Interventions work because of the skill, sensitivity and understanding of the interventionist. A typical intervention might include the following steps.

  1. It begins with a phone call to an interventionist – in this case, Center Point Intervention.
  2. Center Point Intervention will listen carefully to what you have to say before offering some preliminary ideas on how it can help.
  3. Center Point will work with you to schedule an assessment session to get additional background on the situation; help you understand what the intervention process might be for your family, and provide insight into the next steps in the process.
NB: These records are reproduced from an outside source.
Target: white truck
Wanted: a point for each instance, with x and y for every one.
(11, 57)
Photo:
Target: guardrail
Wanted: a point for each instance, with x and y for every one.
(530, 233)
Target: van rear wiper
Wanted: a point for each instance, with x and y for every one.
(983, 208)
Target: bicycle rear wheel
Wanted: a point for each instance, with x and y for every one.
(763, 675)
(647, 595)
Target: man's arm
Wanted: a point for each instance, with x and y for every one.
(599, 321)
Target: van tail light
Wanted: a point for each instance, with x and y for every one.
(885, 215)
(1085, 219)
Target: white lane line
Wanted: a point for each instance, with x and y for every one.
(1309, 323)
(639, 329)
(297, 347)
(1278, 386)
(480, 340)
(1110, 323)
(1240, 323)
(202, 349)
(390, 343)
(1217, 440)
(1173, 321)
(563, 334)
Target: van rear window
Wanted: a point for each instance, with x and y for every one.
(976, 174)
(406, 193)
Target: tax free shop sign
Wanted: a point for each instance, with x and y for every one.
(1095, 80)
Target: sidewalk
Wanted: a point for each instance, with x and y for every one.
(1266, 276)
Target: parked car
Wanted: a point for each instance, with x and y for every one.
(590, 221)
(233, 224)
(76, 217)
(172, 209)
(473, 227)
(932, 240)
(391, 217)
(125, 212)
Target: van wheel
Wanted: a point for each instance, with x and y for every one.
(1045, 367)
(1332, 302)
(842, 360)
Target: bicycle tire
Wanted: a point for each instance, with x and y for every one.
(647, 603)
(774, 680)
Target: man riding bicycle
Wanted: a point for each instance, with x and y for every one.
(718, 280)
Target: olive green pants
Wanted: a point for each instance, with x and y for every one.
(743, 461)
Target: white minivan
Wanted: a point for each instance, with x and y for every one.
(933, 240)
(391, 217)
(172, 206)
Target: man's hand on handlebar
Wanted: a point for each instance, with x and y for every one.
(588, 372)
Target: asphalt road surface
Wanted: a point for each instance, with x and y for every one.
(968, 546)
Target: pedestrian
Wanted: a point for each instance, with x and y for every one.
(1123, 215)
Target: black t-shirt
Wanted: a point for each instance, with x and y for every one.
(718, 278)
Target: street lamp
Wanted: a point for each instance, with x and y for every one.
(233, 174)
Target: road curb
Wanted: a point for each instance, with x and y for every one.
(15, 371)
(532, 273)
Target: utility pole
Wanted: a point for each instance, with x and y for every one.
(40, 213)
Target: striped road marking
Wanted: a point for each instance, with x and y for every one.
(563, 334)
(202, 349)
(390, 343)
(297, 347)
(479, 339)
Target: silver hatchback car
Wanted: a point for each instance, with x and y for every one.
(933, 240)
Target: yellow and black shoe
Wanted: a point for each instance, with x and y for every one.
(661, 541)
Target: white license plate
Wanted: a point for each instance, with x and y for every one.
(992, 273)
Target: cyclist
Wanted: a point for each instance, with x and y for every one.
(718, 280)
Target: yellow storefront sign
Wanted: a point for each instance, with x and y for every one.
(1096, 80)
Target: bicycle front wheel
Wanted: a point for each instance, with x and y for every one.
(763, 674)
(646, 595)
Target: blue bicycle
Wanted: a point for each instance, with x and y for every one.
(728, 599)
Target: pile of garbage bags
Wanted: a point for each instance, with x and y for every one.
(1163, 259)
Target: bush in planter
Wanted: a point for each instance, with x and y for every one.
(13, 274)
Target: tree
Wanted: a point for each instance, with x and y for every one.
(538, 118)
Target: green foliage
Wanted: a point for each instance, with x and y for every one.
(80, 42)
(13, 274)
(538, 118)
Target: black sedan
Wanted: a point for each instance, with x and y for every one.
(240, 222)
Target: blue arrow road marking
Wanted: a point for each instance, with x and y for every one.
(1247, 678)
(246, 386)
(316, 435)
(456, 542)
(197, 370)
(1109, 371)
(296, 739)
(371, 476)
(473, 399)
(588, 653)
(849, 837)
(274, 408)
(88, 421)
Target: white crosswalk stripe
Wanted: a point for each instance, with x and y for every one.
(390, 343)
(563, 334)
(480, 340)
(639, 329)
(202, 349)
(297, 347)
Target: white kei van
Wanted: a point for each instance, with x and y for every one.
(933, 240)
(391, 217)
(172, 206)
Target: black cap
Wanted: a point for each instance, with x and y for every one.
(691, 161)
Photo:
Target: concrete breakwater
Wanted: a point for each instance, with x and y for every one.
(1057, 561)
  4. The process involves scheduling a meeting (or meetings) with family members and selecting and inviting participants, including the addicted individual.
  5. The intervention meeting itself – more accurately, a family intervention workshop lasting two or three days – is a carefully guided session designed to reduce stress and anxiety for all participants. Center Point Intervention helps participants learn about the disease of addiction — what it is and what it isn’t — and how the disease affects everyone involved.
  6. Center Point Intervention will help participants better understand what will be needed for individual and family recovery – with a particular focus on what needs to change. Ideas will be offered to aid in an immediate improvement in communication among family members. Additionally, long-term treatment recommendations, geared to making self-constructive rather than self-destructive choices, will be presented.

At follow-up sessions, Center Point Intervention will help guide family members through the initial phases of transition and recovery and will review progress to date.